What I Did on My Summer Vacation, Part 2: The Queen’s Doll House

Today’s Summer Vacation activity is about twenty years after the 19th century…but it’s just so amazing and fascinating that I’m going to talk about it anyway…and the neat thing is that if you happen to be in the vicinity of Windsor Castle, you too can see it.

What “it” is is Queen Mary’s Dolls’ House. Queen Mary (born 1867, married Prince George of York 1893, became queen 1910, died 1953) was a noted collector of art and trinkets—objets d’art—with an especial fondness for miniatures. In fact, hostesses often put away their trinkets when the queen was coming for a visit because of her well known habit of staring longingly at an object and commenting on its beauty until its owner felt compelled to give it to her.

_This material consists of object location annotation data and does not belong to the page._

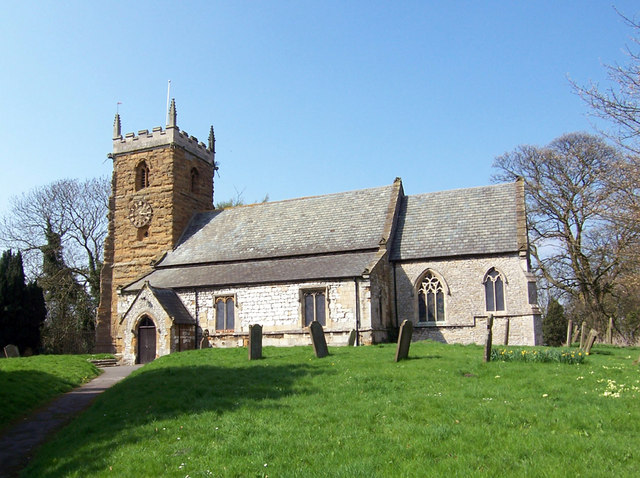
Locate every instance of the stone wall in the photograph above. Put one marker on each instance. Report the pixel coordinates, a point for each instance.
(465, 308)
(132, 251)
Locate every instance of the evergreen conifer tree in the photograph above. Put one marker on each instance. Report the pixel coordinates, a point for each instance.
(22, 310)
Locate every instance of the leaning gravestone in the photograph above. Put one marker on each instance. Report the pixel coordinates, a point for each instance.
(506, 332)
(255, 342)
(569, 330)
(489, 339)
(318, 340)
(404, 340)
(583, 335)
(11, 351)
(352, 338)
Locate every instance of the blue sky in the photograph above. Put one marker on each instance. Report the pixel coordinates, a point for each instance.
(306, 97)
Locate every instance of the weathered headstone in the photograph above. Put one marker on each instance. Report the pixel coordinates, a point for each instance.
(204, 341)
(569, 331)
(583, 335)
(255, 342)
(352, 337)
(318, 340)
(404, 340)
(506, 333)
(11, 351)
(489, 339)
(593, 334)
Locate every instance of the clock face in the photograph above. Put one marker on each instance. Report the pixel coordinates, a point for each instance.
(140, 213)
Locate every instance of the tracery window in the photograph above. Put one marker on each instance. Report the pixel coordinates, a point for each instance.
(142, 176)
(431, 299)
(494, 291)
(314, 307)
(225, 313)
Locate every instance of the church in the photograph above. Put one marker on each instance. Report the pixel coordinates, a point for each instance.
(179, 274)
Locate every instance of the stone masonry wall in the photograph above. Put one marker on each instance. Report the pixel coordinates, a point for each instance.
(169, 194)
(465, 308)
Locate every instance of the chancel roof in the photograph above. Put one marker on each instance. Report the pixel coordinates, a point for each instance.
(482, 220)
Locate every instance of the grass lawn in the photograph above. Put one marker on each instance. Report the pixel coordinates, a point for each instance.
(357, 413)
(27, 382)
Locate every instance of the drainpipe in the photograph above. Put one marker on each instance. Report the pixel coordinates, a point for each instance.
(355, 282)
(195, 346)
(395, 294)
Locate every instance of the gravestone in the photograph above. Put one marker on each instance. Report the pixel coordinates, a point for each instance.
(404, 340)
(593, 334)
(318, 340)
(583, 335)
(506, 333)
(204, 341)
(11, 351)
(489, 339)
(255, 342)
(352, 337)
(569, 332)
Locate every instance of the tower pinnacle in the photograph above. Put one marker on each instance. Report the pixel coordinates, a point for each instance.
(117, 130)
(172, 115)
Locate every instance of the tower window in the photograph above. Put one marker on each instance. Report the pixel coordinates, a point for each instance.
(194, 180)
(142, 176)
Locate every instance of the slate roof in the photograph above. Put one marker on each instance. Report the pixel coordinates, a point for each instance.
(336, 236)
(328, 266)
(459, 222)
(332, 223)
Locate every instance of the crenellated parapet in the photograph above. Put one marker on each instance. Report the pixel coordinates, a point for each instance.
(172, 135)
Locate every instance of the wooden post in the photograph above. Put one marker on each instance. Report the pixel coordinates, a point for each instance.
(569, 330)
(506, 332)
(487, 343)
(593, 334)
(255, 342)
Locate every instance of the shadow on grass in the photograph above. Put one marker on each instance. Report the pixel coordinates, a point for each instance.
(122, 415)
(22, 391)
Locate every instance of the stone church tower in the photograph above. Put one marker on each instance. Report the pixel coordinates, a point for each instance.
(160, 179)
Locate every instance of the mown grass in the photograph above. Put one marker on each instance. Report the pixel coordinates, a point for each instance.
(357, 413)
(28, 382)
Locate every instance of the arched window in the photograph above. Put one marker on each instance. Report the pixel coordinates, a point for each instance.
(225, 314)
(194, 180)
(142, 176)
(430, 299)
(494, 290)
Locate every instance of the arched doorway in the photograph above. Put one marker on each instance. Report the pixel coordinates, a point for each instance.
(146, 340)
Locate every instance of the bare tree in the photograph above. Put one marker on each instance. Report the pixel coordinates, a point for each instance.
(74, 210)
(619, 104)
(570, 205)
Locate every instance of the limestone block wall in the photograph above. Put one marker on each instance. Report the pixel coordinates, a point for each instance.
(276, 307)
(465, 307)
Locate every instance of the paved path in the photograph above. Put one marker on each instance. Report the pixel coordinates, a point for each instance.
(17, 443)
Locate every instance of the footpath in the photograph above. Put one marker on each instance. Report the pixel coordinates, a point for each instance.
(18, 443)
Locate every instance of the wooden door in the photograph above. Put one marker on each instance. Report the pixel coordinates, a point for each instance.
(146, 341)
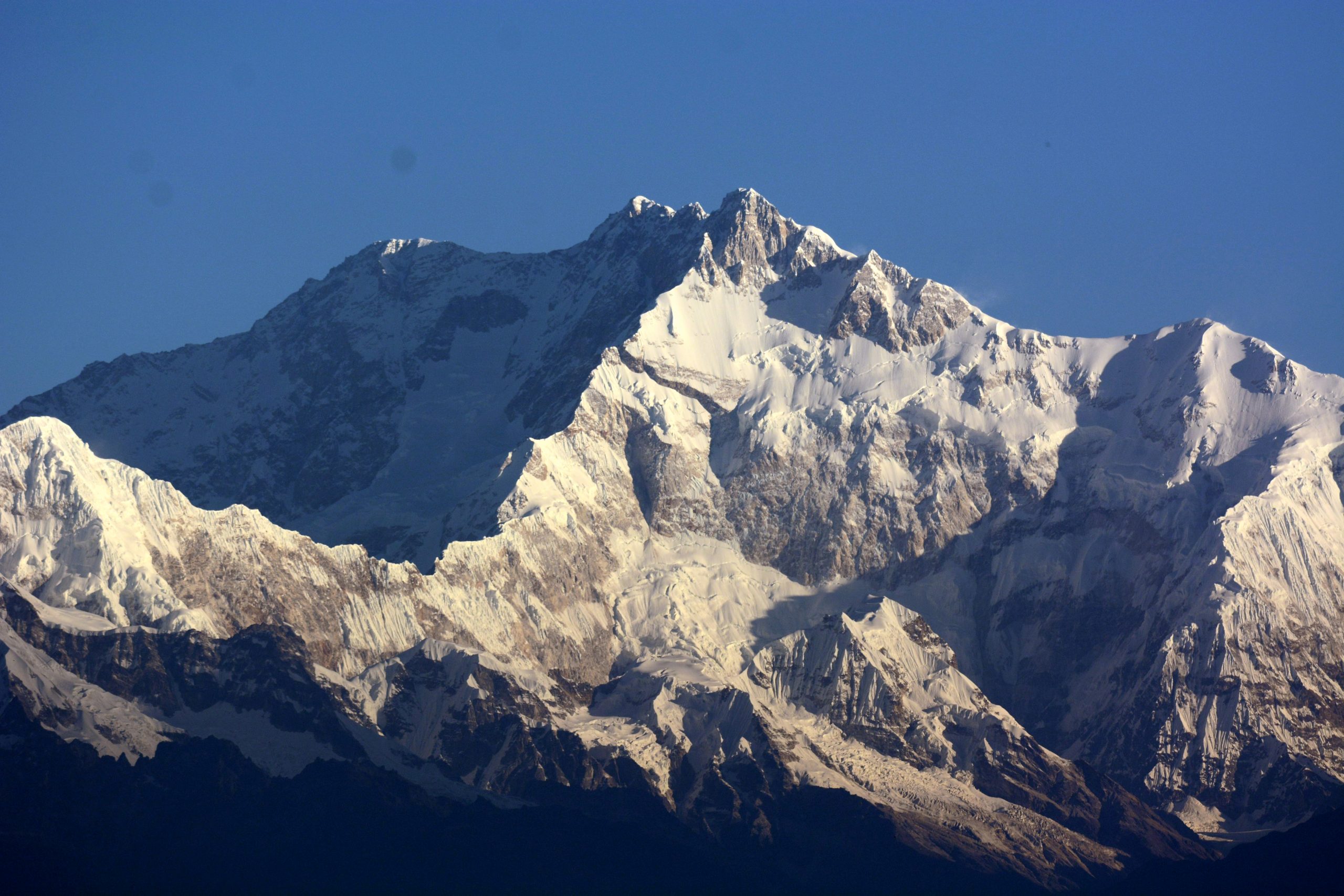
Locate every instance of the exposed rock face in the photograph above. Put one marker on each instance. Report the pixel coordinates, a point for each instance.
(750, 513)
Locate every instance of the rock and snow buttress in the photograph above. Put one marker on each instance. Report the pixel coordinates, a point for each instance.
(709, 508)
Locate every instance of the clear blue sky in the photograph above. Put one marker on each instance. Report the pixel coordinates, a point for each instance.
(170, 172)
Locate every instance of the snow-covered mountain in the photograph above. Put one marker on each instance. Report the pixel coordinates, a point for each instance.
(711, 508)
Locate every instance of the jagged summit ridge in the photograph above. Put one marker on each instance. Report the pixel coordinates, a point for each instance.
(639, 462)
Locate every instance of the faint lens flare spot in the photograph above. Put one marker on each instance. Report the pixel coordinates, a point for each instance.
(160, 193)
(140, 162)
(404, 159)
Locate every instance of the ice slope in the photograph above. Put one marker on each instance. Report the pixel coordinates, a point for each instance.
(713, 433)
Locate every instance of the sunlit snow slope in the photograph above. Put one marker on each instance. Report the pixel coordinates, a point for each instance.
(737, 500)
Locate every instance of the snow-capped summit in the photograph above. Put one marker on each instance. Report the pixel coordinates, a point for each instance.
(709, 500)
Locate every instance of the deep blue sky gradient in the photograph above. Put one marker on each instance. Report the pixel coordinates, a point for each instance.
(170, 172)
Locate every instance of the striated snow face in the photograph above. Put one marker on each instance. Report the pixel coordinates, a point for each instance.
(736, 499)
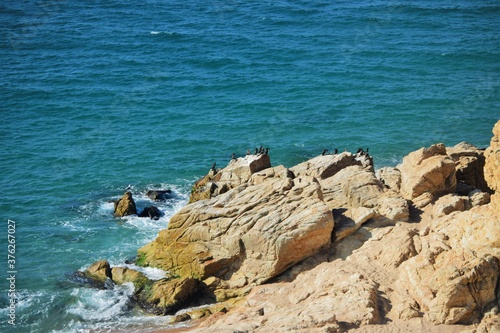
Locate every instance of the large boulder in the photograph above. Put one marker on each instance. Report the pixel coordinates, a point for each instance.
(125, 206)
(237, 172)
(427, 170)
(152, 212)
(248, 234)
(165, 297)
(316, 301)
(159, 195)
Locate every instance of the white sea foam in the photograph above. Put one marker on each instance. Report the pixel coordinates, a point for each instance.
(95, 304)
(151, 272)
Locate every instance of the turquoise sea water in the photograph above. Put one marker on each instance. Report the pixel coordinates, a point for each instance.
(98, 95)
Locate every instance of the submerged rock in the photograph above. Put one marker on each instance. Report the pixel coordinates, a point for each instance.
(152, 212)
(125, 206)
(267, 235)
(159, 195)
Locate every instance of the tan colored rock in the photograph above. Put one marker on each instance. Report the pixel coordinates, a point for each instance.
(314, 302)
(100, 271)
(123, 275)
(237, 172)
(246, 235)
(455, 275)
(427, 170)
(325, 166)
(390, 177)
(167, 296)
(423, 200)
(469, 165)
(351, 220)
(492, 166)
(353, 186)
(125, 206)
(450, 203)
(394, 208)
(478, 198)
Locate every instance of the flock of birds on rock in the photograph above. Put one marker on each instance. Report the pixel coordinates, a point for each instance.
(265, 151)
(360, 152)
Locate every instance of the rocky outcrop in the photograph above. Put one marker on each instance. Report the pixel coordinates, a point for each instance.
(427, 170)
(314, 302)
(164, 296)
(236, 173)
(328, 246)
(455, 275)
(167, 296)
(125, 206)
(121, 275)
(247, 235)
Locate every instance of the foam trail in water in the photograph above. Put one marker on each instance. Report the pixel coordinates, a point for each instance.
(93, 304)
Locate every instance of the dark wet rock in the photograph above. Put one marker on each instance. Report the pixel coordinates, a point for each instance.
(152, 212)
(125, 206)
(109, 284)
(166, 296)
(80, 279)
(159, 195)
(99, 271)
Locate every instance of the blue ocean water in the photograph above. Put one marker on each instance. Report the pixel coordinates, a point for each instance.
(99, 95)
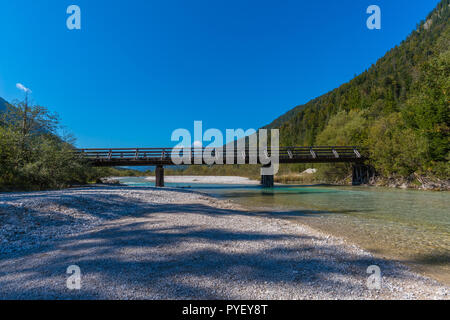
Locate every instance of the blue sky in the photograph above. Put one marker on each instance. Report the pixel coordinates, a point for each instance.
(137, 70)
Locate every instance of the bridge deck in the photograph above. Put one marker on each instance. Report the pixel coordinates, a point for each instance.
(162, 156)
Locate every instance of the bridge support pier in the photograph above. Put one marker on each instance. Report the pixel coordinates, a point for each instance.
(362, 174)
(159, 176)
(267, 181)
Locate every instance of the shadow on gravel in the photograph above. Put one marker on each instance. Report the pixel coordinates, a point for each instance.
(135, 260)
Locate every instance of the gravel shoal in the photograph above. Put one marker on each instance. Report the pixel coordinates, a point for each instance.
(146, 243)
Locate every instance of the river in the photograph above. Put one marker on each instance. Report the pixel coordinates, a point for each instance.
(410, 226)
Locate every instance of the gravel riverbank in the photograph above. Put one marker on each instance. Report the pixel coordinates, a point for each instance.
(146, 243)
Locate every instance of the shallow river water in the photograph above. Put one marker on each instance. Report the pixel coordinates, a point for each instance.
(406, 225)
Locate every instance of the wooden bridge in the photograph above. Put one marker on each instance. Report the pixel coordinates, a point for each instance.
(161, 157)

Her friend and cousin, Princess Marie Louise (one of the daughters of Princess Helena) was inspired in 1921 to create a dolls’ house for her as a gift, both personal and public. The Queen had been a tower of strength during the hard years of World War I, and such a gift seemed the perfect thank you. The princess enlisted the help of well-known architect Sir Edwin Lutyens to help organize…and the project snowballed, with Marie Louise calling on her extensive circle of friends and acquaintances in the arts (and on their friends and acquaintances) to help create a perfect miniature palace featuring three years of work and the labor of thousands...and the results are amazing:

Hundreds of well-known artists contributed, painting amazing tiny murals in the house or creating miniscule watercolors for the royal portfolio. Writers like Rudyard Kipling, Edith Wharton, Aldous Huxley, Arthur Conan Doyle, and hundreds of others donated work for the library, some of it unpublished elsewhere, and often handwriting it themselves in tiny 1” by 1 ½” blank volumes provided to them which were later bound in elegant gold-tooled leather (Ernest Shepard, the illustrator of Winnie the Pooh, designed the bookplates). Composers like Delius, Holst, and Bax contributed musical scores. The wine cellar contains hundreds of tiny bottles of actual vintage wines, from champagne (Veuve Cliquot 1906) to fine Madeira from 1820. The linens are all monogrammed. The tiny gramophone in the nursery actually works, and there’s electricity and hot and cold running water. There are working motor-cars and motorcycles in the Royal Garage, and the gardens were designed by famed designer Gertrude Jekyll.

The Queen was, of course, delighted. The house was exhibited to the public at the British Empire Exhibition in 1924-25 and later to raise funds for charities; now it’s on permanent display at Windsor. Want to see more? Check out this interactive website, which includes information on a new book just published about the Dolls' House, The Queen's Dolls' House by Lucinda Lambton (don't worry, it's available in the US as well). Fancy a visit? Go here for more information. I know that the next time I go to England, this will definitely be one of my stops!

2 comments:

Shirley Marks said...

This is amazing. The detail is exquisite. I guess you can have the very best when you're the queen.

MommyOntheEdge said...

WOW! That is over the top amazing. I'd love to see that someday. Thanks for sharing the info!